Sono tanti i creator che oggi dedicano video al de-influencing o che compilano lista di cose da non comprare: alcuni sono più radicali, e hanno ben chiaro in mente il motivo per cui dovremmo smetterla di volere così tante cose in continuazione, invece altri colgono l’occasione per togliersi qualche sassolino dalla scarpa e declamare finalmente che questo o quel prodotto super ricercato non è in realtà un granché, o che per loro non ha funzionato (e vorrei ben vedere, nessun prodotto può funzionare per tutti, era sbagliata la premessa, quella cosa lì della recensione simpatica o autentica, ma ormai abbiamo rinunciato a una qualsivoglia logica). La giornalista Jessica DeFino, ex beauty editor, ne parla nella sua bella newsletter The Unpublishable, in cui analizza tutti i modi perversi in cui ci siamo convinti di aver bisogno di dieci prodotti alla volta per prenderci cura della nostra pelle.

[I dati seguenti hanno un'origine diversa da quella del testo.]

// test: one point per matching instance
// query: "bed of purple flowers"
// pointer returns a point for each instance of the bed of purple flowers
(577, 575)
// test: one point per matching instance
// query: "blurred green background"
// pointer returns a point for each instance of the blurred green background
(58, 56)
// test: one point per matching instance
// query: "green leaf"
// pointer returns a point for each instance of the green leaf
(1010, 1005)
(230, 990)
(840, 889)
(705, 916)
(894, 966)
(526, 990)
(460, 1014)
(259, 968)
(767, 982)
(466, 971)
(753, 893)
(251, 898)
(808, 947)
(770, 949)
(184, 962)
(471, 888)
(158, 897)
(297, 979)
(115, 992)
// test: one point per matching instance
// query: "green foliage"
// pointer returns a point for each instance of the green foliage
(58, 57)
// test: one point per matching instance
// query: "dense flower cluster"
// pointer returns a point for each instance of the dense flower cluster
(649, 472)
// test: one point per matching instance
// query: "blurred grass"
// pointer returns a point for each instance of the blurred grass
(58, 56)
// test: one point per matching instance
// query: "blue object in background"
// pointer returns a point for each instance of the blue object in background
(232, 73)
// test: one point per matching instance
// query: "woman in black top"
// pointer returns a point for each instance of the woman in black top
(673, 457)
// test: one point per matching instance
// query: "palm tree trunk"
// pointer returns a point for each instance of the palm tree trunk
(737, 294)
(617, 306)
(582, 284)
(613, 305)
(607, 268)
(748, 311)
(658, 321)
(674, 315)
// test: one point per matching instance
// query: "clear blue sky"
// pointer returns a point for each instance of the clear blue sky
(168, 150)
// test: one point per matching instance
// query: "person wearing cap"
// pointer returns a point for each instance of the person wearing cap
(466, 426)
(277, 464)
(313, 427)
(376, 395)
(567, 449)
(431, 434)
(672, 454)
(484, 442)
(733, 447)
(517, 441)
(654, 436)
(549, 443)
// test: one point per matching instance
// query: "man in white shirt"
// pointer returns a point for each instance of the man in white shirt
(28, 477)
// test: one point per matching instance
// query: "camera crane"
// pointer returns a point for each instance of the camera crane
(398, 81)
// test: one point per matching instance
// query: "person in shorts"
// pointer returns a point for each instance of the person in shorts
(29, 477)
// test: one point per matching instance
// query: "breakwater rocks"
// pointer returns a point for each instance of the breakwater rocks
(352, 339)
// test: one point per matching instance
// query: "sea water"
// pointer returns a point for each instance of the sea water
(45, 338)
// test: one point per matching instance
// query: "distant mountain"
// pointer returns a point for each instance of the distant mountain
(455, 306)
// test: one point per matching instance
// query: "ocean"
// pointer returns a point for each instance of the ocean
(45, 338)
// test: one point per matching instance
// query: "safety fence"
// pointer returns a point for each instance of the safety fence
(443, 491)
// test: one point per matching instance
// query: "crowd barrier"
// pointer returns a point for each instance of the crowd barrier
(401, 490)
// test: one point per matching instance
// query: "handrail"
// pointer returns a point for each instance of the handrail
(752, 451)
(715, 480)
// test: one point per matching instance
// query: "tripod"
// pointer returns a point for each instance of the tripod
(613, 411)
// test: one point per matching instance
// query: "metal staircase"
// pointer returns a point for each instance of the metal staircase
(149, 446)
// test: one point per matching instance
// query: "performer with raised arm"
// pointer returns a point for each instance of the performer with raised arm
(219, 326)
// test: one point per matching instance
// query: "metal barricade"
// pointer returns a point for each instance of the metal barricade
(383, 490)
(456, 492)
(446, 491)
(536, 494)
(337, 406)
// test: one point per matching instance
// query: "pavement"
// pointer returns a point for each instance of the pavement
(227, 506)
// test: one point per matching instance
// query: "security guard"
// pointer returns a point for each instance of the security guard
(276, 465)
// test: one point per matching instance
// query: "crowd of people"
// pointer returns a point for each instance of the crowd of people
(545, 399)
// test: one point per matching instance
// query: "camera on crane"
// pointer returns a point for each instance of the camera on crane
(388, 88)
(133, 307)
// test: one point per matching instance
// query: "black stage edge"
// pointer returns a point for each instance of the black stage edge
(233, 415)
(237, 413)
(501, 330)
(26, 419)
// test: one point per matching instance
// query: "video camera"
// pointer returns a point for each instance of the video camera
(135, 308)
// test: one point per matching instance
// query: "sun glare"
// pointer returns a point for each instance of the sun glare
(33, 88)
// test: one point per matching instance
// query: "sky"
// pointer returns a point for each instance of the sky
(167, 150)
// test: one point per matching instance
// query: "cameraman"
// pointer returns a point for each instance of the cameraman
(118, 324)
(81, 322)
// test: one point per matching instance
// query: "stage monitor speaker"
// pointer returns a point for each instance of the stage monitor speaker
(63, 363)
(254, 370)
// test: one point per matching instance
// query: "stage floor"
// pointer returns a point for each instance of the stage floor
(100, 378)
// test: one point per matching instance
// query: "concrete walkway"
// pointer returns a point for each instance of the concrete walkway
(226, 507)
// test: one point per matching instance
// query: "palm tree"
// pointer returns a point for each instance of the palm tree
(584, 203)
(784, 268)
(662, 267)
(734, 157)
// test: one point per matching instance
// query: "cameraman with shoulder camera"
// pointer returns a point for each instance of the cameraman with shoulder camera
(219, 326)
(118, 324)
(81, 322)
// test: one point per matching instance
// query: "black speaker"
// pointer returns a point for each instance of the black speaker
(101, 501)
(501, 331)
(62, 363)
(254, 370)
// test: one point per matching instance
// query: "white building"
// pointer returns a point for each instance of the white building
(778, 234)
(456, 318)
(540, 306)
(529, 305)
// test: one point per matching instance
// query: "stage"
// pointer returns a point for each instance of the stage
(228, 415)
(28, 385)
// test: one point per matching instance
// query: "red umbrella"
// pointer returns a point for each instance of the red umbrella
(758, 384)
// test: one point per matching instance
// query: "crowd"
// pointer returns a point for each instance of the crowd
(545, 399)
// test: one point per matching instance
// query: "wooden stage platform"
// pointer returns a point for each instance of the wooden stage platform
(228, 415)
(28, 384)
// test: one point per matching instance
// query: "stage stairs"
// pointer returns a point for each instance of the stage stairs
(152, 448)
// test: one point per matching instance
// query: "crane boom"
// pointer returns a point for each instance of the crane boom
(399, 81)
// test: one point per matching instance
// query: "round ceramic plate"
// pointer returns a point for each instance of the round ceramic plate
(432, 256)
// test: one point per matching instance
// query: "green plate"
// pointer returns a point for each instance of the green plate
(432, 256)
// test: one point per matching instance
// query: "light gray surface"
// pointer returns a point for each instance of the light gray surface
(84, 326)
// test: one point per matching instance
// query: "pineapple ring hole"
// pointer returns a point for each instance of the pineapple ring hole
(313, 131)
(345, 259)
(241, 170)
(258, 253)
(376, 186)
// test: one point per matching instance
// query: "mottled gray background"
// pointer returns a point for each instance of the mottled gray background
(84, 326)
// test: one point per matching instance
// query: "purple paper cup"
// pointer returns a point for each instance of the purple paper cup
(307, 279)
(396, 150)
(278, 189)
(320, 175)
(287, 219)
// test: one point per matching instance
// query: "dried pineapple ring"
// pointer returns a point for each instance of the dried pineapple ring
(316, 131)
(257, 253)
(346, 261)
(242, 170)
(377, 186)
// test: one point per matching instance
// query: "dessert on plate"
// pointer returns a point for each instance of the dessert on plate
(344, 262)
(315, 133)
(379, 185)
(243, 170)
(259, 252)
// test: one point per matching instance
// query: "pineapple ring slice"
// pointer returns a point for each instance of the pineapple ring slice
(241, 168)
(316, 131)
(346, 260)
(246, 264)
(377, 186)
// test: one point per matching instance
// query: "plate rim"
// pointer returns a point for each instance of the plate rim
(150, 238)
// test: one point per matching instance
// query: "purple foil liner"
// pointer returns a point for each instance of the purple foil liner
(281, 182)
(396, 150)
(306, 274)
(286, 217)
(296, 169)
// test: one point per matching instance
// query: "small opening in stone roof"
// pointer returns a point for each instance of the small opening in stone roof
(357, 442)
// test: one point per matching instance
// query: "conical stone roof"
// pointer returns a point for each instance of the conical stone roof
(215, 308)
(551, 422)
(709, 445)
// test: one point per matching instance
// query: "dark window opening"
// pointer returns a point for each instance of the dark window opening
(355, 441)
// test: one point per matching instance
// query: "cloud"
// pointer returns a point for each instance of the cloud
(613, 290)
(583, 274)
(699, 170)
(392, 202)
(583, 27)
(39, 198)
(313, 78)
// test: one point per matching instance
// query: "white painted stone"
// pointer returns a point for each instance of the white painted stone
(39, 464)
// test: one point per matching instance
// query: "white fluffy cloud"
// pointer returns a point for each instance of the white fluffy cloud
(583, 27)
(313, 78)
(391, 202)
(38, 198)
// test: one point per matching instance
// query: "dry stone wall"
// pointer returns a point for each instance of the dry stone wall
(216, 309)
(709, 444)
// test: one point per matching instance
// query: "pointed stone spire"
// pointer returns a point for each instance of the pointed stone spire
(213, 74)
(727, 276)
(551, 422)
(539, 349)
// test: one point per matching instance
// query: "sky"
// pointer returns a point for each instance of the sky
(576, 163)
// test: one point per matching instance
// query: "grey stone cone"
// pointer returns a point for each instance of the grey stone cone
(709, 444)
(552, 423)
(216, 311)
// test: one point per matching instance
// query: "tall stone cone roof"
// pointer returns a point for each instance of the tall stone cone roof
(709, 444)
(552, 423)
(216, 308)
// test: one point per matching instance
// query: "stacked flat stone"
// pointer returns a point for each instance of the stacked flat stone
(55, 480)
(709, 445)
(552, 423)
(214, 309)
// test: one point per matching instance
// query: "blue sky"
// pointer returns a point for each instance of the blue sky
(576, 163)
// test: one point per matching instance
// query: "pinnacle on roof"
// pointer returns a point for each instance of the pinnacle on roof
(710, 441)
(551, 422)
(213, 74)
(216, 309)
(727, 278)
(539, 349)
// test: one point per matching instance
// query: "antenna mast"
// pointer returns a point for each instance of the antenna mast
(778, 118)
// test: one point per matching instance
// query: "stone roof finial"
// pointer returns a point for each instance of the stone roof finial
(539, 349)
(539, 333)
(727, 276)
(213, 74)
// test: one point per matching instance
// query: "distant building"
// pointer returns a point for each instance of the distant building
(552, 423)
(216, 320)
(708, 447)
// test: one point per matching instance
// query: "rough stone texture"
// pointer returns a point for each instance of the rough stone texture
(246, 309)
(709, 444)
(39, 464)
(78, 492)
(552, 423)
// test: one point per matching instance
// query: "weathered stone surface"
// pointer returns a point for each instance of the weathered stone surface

La tensione è evidente, anzi tragicomica: quando parliamo di moda diciamo da tempo che non esistono più le tendenze di stagione, ma perché tutto è diventato tendenza, tutto è qualcosa-core e tutto desiderabile quindi, in ultima analisi, niente lo è. «I love de-influencing», dice una certa @alyssastephanie che nel 2022 ha comprato tutti i prodotti virali di TikTok ma nel 2023 vuole giustamente liberarsene, «Ugh, this trend influences me even more» risponde @shelbsterr30, foto profilo un cane con una parrucca bionda, nel commento che ha ricevuto più like, e non c’è miglior riassunto di tutta questa storia di questo scambio qui.